Who Is Trader Joe’s

When you walk into a Trader Joe’s past the beautiful cut flowers and shelves full of artisan breads back to the small sample area staffed by a friendly employee dressed in jeans and a Hawaiian shirt you feel like you are walking into your neighborhood grocer. Employees are all kind of laid back, everyone seems at home and, if you are a regular, chances are they know your name. It’s just that kind of a place.

On the surface, that is.

Truth is Trader Joe’s is big business for a trust owned by by mega discount chain Aldi’s co-founder Theo Albrecht, Sr.

“Aldi has its roots in Germany and operates 7,500 stores internationally in a dozen countries. The first U.S. store opened in 1976. Aldi has annual U.S. sales of about $5 billion, according to business research company Hoovers.”

Albrecht bought Trader Joe’s in 1979 when it was a small California specialty grocery store chain. It was a very good investment for Albrecht. In 2004 sales “were estimated [at] $2.1 billion, or $1,132 per square foot, twice that of traditional supermarkets, according to the Food Institute, a nonprofit research group in Elmwood Park, N.J.
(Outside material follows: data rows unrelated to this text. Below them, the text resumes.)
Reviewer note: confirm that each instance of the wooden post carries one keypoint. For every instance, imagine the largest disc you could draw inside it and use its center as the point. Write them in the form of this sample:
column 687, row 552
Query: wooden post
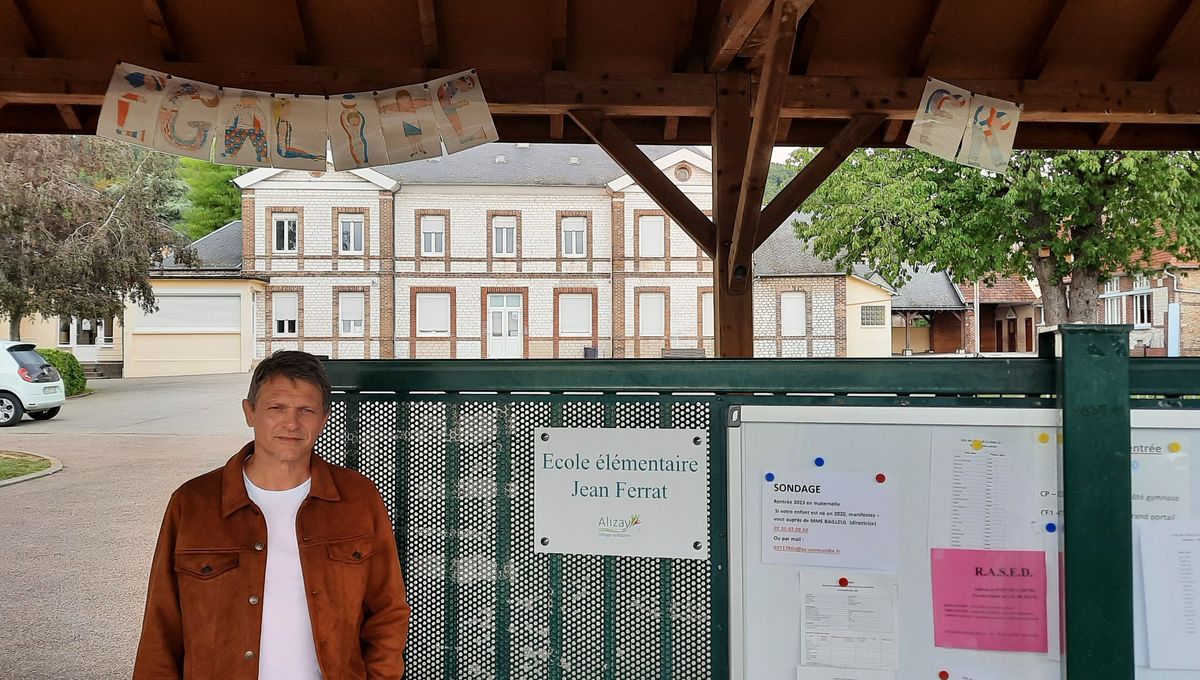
column 733, row 314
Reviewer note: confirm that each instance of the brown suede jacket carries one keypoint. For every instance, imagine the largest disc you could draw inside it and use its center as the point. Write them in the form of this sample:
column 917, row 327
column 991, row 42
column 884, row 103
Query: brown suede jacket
column 203, row 617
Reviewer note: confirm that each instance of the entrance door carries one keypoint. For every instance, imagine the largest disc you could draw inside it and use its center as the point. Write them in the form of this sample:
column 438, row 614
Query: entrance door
column 504, row 335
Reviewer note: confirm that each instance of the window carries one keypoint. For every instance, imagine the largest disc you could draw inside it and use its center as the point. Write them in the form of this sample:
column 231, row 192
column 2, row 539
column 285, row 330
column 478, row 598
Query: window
column 575, row 314
column 791, row 314
column 651, row 314
column 351, row 308
column 1143, row 310
column 285, row 233
column 575, row 236
column 433, row 314
column 433, row 235
column 286, row 313
column 873, row 316
column 504, row 235
column 352, row 234
column 649, row 235
column 706, row 316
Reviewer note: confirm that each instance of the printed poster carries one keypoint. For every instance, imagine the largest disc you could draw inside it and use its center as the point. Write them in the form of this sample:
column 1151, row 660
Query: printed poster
column 131, row 104
column 187, row 119
column 245, row 127
column 940, row 121
column 991, row 128
column 354, row 134
column 409, row 124
column 462, row 114
column 298, row 132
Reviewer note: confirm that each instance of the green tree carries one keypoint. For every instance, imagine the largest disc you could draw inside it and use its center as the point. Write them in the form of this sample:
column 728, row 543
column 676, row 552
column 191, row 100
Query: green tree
column 213, row 200
column 81, row 226
column 1071, row 218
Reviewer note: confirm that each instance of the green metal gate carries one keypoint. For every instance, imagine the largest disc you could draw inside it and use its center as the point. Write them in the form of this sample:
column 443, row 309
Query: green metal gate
column 450, row 446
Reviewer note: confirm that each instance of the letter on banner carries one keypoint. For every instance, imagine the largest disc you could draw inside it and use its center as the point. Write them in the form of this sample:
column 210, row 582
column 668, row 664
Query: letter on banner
column 298, row 132
column 245, row 128
column 131, row 104
column 941, row 119
column 354, row 132
column 187, row 118
column 409, row 125
column 991, row 128
column 463, row 116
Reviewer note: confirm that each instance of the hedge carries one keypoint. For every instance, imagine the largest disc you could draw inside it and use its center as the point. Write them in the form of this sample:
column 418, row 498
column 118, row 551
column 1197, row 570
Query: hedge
column 69, row 366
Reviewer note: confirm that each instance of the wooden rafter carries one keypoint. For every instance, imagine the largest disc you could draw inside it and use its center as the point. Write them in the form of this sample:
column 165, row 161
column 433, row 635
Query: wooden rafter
column 160, row 30
column 430, row 34
column 653, row 181
column 772, row 86
column 807, row 181
column 735, row 22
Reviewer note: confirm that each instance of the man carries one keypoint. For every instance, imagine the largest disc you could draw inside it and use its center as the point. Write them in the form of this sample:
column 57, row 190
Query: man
column 277, row 566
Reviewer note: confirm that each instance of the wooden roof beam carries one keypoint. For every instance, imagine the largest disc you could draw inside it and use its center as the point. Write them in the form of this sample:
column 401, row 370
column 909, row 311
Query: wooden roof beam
column 735, row 22
column 807, row 181
column 670, row 198
column 772, row 88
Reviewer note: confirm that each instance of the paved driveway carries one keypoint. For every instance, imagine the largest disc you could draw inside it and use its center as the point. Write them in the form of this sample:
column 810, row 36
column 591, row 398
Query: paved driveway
column 76, row 547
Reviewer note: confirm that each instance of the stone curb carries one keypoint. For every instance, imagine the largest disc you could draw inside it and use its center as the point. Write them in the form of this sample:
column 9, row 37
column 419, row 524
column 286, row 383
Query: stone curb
column 55, row 465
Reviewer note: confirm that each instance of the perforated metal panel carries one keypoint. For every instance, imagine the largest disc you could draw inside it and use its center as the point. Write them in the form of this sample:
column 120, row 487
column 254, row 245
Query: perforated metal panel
column 456, row 474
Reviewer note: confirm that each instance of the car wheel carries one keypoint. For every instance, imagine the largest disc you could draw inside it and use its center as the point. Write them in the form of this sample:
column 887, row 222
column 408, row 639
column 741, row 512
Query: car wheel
column 10, row 409
column 45, row 415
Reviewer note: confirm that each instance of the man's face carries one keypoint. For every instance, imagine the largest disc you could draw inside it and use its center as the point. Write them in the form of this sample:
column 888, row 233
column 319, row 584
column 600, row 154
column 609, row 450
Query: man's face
column 287, row 419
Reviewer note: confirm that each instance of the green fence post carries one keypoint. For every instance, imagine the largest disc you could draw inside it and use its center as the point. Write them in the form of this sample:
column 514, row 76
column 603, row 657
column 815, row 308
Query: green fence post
column 1093, row 393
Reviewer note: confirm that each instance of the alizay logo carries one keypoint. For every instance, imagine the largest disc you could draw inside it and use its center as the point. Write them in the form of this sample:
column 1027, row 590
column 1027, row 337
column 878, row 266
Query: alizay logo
column 618, row 524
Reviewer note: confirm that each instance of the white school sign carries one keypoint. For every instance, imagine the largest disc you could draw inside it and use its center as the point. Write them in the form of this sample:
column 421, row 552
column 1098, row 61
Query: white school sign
column 621, row 492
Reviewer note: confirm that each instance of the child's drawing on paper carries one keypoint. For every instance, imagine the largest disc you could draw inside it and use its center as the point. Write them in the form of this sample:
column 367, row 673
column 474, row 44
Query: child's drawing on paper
column 354, row 132
column 245, row 130
column 299, row 132
column 186, row 119
column 409, row 126
column 131, row 104
column 465, row 119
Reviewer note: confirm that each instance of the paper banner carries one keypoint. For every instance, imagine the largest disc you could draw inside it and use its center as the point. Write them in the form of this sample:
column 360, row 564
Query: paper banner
column 462, row 113
column 298, row 132
column 131, row 104
column 991, row 128
column 354, row 132
column 187, row 118
column 244, row 128
column 941, row 119
column 409, row 125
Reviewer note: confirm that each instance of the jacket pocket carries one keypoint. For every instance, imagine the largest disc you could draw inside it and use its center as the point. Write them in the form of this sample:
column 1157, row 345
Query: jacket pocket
column 205, row 565
column 351, row 551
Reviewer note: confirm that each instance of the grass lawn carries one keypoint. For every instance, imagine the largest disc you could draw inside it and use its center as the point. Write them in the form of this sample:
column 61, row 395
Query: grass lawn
column 15, row 464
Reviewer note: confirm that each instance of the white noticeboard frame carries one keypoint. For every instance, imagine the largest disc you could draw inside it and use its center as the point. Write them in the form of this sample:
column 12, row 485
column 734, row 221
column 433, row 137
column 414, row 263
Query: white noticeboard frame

Trader Joe’s magic is a combination of its low prices and “feel good” atmosphere – plus, in the words of one consultant, “they have no competition.”

Via Business Week Online

Giving Joe and the Albrecht Family Trust their due, it must be said that Trader Joe’s is known for treating its employees better than the average grocery chain. This fact makes their reluctance to use their leverage to make a statement urging better conditions for farmworkers all the more difficult to swallow.

What do you say Joe? Are you going to do the right thing?

4 Comments (+add yours?)

  1. bookfraud
    Jul 02, 2008 @ 20:34:33

    that’s because if they actually fought for better farmworker rights, it would be an implicit acknowledgment they’ve been selling foodstuffs made by exploited workers. they have very little to gain; only if people like yourself keep the heat on will they do anything.

    why people are ga-ga over a grocery store is beyond me; then again, i’ll eat processed cheese for dinner and call it haute cuisine.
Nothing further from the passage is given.